Later this week, the San Jose, California-based American multinational networking hardware company, Cisco Systems, had reported a smaller-than-anticipated decline in quarterly revenues over its first fiscal quarter of the year that ended on October 24 as more people working from home due to the pandemic driven lockdown, had stoked demands for its teleconferencing equipment, networking tools alongside cybersecurity products.

Besides, apart from an upbeat quarterly earnings’ report, Cisco had also reported that its Chief Financial Officer Kelly Kramer would be replaced by Scott Herren by December 18 this year, leading to a strident leapfrog of Cisco shares’ prices, while the Nasdaq-listed Cisco stocks wrapped up Friday’s market 7.06 per cent higher to $41.40 apiece after surging as much as 9 per cent in pre-market trading.

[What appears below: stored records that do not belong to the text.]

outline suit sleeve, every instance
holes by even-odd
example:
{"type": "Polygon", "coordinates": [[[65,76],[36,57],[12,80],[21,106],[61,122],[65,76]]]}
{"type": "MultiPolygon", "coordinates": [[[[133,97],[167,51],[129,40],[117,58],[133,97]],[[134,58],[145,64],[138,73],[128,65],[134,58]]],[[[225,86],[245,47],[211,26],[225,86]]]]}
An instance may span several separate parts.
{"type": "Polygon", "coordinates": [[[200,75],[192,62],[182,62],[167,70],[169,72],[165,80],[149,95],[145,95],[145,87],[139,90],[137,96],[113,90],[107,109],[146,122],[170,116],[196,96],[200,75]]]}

Cisco beats estimates for quarterly revenues

On top of that, the San Jose-based American multinational tech conglomerate had also added in its quarterly earnings’ report that the pandemic-led lockdown had prodded a strong demand for its video conferencing platform Webex, Virtual Private Network (VPN) AnyConnect alongside other cybersecurity products as offices remained shuttered down with more and more people working from home, while the company had reported a 9 per cent plunge in quarterly revenues to $11.93 billion during its first fiscal quarter that ended on October 24 compared to the same time a year earlier.

Nonetheless, the American supplier of networking device instruments had beaten a Wall Street estimate of $11.85 in quarterly revenues on an average, IBES data from Refinitiv had revealed as Cisco Systems’ downside in offline businesses were largely overshadowed by its strength in services segments.

On top of that, the California-headquartered one of the world’s largest networking hardware company, Cisco Systems, had reported a profit of 76 cents per share in contrast to the same time a year earlier, beating an analysts’ estimate of 70 cents in profits per share on an average.